Ping Li; Songcan Chen

doi:10.1109/TCYB.2018.2863790

Shared Gaussian Process Latent Variable Model for Incomplete Multiview Clustering

IEEE Trans Cybern. 2020 Jan;50(1):61-73. doi: 10.1109/TCYB.2018.2863790. Epub 2018 Aug 30.

Authors

Ping Li, Songcan Chen

PMID: 30176618
DOI: 10.1109/TCYB.2018.2863790

Abstract

These days, many multiview learning methods have been proposed by integrating the complementary information of multiple views and can significantly improve the performance of machine learning tasks comparing with single-view learning methods. However, most of these methods fail to learn better models when the multiview data are unpaired (or partially paired) or incomplete (or partially complete).
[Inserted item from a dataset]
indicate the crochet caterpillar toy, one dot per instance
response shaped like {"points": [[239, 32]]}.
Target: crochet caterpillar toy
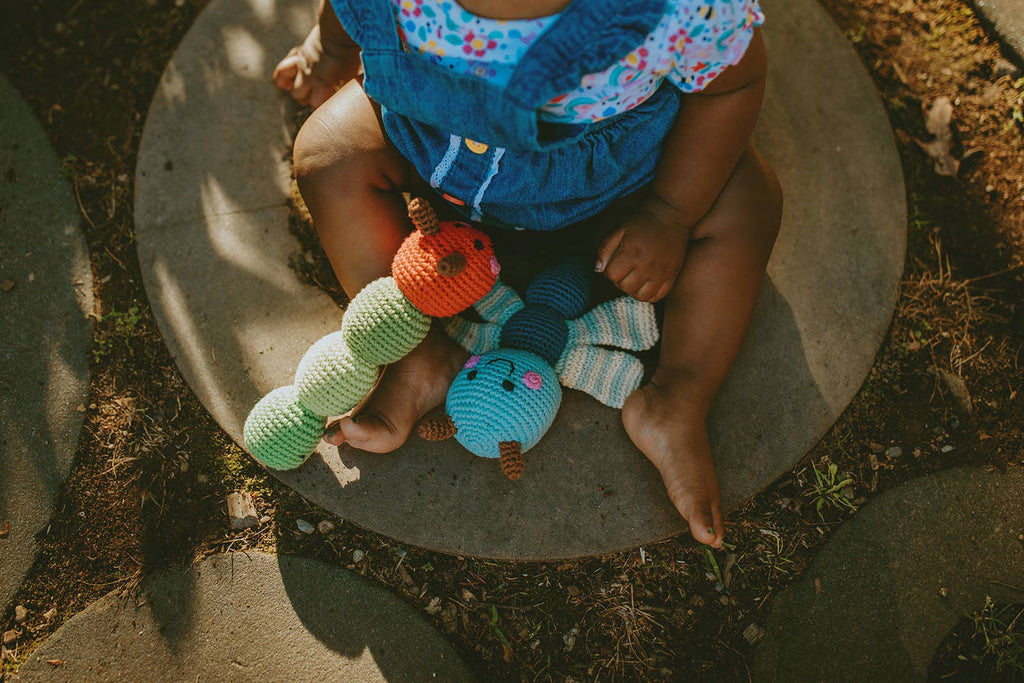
{"points": [[440, 269], [506, 396]]}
Although some previous attempts have been made to address these problems, these methods often lead to poor results when dealing with incomplete multiview data that contain a relatively large number of missing instances. In fact, this incomplete problem is more challenging than the unpaired problem since less shared information can be caught by the model in the former case. In this paper, we propose a shared Gaussian process (GP) latent variable model for incomplete multiview clustering to gain the merits of two worlds (i.e., GP and multiview learning). Specifically, it learns a set of intentionally aligned representative auxiliary points in individual views jointly to not only compensate for missing instances but also implement the group-level constraint. Thus, the shared information among these views can be explicitly built into the model. All of the hyper-parameters and auxiliary points are simultaneously learned by variational inference. Compared with the existing methods, our method naturally inherits the advantages of GP. Furthermore, it is also straightforwardly extended to cases with more than two views without adding any complexity in formulation. In the experiments, we compare it with the state-of-the-art methods for incomplete multiview data clustering to demonstrate its superiorities.